Did I mention baking? Make your own bread, biscuits and cakes, it's not all easy , but it's hardly as difficult as you think it is. I suspect every library worthy of the name, has a baking section with any number of recipes that will start you off on a long life of filling your home with the smell of hot fresh bread. Too busy you say? Not too busy to take 5 or ten minutes at a time spread over two hours to make a loaf or three. You still have time for facebook, telly, a walk. Enough with the excuses, just try it, you'll see how you can suddenly live without the video games or zoning out on rubbish telly designed for the lowest common denominator.
If you only do one thing this year, open your kitchen and your mouth to the world of flavours you may have been missing out on.
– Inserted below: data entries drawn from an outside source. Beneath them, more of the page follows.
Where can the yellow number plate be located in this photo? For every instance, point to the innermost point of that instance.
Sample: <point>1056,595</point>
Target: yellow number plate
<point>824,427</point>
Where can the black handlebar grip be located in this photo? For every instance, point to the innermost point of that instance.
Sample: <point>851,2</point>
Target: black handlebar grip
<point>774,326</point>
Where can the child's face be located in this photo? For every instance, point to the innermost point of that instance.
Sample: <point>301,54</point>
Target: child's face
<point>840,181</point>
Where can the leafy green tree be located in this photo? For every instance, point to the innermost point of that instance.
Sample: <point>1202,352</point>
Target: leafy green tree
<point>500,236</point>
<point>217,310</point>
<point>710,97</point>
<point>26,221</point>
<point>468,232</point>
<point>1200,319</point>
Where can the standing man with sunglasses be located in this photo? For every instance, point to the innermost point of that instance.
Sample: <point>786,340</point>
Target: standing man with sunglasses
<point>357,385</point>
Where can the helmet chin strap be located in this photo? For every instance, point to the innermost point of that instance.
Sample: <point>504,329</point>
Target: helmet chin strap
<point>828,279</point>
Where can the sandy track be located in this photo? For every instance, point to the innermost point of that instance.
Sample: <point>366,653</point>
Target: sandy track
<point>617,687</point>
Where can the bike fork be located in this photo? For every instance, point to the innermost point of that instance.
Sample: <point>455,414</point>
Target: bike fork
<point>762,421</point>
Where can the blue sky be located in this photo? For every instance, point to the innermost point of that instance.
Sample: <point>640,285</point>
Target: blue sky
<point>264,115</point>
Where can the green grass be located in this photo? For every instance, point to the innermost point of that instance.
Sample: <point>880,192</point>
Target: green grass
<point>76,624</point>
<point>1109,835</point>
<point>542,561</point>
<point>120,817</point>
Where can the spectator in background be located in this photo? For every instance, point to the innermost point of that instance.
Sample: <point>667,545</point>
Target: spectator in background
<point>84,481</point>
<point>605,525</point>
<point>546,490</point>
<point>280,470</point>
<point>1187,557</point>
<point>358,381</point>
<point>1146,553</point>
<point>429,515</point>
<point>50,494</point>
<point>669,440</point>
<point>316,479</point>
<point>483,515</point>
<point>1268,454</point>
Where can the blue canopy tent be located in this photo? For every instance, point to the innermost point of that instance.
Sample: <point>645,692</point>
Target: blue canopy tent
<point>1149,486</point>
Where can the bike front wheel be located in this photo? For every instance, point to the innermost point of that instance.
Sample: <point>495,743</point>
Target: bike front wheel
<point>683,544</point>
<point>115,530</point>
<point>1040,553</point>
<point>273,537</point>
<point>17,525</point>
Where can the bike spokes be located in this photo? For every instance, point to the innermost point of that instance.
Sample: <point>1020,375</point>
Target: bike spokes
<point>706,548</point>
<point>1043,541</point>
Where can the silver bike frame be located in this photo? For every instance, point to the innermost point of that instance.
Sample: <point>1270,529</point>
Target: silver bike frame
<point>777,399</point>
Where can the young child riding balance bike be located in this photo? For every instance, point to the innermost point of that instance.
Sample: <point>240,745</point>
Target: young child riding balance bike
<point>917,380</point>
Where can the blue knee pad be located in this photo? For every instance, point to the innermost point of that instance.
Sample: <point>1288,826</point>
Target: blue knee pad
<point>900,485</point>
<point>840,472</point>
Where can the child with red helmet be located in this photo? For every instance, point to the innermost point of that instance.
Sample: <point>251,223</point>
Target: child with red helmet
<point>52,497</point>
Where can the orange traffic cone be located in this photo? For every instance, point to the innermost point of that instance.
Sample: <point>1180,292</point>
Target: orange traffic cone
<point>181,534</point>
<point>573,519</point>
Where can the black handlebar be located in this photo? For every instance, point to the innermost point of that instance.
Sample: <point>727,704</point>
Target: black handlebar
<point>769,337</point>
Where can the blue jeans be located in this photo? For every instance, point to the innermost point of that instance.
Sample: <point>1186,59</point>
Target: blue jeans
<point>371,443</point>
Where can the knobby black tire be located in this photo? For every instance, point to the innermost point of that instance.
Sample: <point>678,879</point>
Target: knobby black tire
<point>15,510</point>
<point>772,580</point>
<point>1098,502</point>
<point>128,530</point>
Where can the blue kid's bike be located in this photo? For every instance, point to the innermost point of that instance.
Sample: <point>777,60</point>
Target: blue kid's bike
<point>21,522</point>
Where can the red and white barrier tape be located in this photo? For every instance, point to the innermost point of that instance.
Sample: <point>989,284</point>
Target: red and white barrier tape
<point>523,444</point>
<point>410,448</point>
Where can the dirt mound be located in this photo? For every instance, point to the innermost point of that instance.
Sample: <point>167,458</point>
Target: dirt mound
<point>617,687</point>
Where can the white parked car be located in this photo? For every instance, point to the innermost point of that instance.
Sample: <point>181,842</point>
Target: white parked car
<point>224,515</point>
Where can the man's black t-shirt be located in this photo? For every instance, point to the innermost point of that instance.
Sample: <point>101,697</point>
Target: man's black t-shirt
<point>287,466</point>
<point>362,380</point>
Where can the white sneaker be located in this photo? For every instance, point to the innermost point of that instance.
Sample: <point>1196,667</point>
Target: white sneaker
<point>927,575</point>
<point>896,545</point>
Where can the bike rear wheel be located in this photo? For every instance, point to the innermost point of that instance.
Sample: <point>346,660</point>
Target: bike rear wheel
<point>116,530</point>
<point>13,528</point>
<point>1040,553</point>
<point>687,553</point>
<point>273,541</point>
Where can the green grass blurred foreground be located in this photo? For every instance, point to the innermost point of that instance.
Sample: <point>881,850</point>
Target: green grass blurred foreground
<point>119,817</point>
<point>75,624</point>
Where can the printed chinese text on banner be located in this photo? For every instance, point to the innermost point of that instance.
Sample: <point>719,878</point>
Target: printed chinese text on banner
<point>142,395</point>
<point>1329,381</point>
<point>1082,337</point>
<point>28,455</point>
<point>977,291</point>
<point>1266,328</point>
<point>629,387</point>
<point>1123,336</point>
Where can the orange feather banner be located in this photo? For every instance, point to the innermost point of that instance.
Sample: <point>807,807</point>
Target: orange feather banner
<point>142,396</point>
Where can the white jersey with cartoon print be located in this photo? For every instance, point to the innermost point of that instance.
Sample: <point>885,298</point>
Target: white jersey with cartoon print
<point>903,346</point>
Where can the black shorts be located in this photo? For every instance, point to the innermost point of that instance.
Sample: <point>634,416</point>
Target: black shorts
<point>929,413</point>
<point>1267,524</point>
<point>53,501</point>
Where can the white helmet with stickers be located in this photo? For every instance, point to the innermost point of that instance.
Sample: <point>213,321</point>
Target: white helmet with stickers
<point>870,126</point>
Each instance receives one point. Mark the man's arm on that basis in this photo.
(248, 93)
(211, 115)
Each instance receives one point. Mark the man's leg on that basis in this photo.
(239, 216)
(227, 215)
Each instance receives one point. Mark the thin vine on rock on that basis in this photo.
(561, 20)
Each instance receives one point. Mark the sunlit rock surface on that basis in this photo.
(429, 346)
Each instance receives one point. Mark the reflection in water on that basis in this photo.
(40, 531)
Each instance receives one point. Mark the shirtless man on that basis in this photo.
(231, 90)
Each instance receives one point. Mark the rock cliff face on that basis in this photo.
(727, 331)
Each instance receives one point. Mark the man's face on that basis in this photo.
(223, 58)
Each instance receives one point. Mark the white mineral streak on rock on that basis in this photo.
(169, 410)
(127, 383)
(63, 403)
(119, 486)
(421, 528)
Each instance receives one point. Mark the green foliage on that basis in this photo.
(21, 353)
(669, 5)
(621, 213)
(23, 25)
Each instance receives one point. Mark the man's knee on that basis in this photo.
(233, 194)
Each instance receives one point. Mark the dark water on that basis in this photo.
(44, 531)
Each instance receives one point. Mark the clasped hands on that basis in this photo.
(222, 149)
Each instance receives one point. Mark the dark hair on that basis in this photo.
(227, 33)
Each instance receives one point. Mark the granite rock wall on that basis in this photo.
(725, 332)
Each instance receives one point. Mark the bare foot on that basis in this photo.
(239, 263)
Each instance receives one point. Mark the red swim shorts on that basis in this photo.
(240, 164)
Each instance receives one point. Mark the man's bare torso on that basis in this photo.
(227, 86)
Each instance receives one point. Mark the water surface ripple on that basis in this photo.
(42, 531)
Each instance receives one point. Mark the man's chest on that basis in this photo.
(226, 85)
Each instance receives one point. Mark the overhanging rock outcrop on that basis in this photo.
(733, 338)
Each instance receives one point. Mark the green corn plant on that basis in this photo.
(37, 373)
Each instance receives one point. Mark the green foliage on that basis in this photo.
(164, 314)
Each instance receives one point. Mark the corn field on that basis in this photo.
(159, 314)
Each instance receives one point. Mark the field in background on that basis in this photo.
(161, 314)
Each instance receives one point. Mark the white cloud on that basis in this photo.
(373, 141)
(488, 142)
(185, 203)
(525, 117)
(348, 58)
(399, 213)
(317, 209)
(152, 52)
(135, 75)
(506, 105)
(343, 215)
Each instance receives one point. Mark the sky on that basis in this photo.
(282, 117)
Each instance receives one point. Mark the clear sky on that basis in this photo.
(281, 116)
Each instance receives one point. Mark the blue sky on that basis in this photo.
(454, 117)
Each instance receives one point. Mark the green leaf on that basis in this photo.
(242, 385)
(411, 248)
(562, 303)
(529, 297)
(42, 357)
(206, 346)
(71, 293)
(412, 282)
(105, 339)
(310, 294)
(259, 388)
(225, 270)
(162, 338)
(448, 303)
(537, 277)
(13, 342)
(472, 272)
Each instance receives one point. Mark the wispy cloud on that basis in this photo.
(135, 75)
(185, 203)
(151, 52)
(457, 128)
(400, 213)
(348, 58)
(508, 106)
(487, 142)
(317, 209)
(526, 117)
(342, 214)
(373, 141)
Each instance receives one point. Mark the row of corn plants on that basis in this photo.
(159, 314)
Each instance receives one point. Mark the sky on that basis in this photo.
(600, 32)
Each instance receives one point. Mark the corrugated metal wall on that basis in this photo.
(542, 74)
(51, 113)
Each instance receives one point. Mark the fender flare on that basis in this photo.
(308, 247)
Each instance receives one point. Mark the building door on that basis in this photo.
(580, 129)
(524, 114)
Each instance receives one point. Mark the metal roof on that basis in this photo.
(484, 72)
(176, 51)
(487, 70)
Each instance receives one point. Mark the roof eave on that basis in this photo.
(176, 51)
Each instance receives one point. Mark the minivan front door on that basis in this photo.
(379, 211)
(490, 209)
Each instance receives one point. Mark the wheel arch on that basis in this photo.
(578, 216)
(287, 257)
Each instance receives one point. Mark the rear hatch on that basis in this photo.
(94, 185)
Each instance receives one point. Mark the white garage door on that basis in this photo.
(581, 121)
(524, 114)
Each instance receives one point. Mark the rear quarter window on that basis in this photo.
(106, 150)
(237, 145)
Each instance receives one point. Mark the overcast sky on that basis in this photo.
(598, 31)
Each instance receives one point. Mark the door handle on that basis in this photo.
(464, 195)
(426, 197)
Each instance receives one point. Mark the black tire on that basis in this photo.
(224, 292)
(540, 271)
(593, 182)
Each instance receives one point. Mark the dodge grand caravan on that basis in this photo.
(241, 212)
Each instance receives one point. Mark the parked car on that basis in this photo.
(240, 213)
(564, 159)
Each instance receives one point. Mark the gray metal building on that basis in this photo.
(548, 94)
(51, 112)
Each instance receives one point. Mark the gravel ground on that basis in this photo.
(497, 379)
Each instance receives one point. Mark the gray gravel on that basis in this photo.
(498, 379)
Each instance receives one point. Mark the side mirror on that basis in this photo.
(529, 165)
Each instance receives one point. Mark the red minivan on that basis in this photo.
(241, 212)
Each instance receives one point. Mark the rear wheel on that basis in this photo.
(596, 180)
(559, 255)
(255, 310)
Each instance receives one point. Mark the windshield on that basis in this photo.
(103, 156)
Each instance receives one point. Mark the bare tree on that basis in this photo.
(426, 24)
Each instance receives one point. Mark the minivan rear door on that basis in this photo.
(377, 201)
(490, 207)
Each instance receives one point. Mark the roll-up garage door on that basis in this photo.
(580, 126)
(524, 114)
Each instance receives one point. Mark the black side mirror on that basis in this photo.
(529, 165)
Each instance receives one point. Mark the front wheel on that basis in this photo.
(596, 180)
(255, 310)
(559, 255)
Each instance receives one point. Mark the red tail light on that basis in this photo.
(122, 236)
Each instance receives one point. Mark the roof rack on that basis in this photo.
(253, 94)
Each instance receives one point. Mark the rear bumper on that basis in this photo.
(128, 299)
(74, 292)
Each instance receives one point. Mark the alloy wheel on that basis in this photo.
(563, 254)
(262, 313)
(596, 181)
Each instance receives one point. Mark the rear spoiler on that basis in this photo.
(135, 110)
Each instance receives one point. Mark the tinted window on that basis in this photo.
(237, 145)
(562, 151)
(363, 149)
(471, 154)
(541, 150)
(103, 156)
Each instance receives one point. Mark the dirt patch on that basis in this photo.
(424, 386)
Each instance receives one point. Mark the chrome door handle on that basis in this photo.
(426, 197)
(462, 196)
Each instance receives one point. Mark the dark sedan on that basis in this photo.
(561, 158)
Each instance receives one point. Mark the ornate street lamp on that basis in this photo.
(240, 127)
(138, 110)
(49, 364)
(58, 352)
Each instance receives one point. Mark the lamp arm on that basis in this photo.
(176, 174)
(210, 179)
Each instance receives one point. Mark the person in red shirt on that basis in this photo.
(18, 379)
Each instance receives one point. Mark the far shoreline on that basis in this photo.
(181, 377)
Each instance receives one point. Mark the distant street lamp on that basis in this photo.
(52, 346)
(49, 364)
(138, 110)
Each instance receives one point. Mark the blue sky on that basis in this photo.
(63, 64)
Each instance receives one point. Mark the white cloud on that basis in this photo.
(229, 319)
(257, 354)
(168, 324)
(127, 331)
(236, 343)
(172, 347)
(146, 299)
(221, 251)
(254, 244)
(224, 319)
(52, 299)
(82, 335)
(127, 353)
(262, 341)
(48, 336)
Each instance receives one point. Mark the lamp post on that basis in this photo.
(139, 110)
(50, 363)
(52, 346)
Your taste buds will thank you and your children will stop being fussy. 90 % of all allergies and food conditions are bollocks, they are just an excuse and crutch used by lazy people to avoid eating anything they find odd, a modern form of hypochondria. For example a lactose intolerant Chinese person is normal, as milk and cheeses in particular are foreign to their diet, a Southern Hindu who hasn't eaten meat of any kind in several centuries understandably has a hard time with beef, but a European who claims peanut, milk and gluten allergies when we have eaten these foods since before Roman times, is complete insanity. Stop making excuses and start eating already, you'll wonder why you didn't do it sooner.
And on that note, I'm off to finish the the cheese and meatballs we didn't eat last night. Slange , bonne apetit, na zdrowie, enjoy the day off and maybe tomorrow you cook, yes?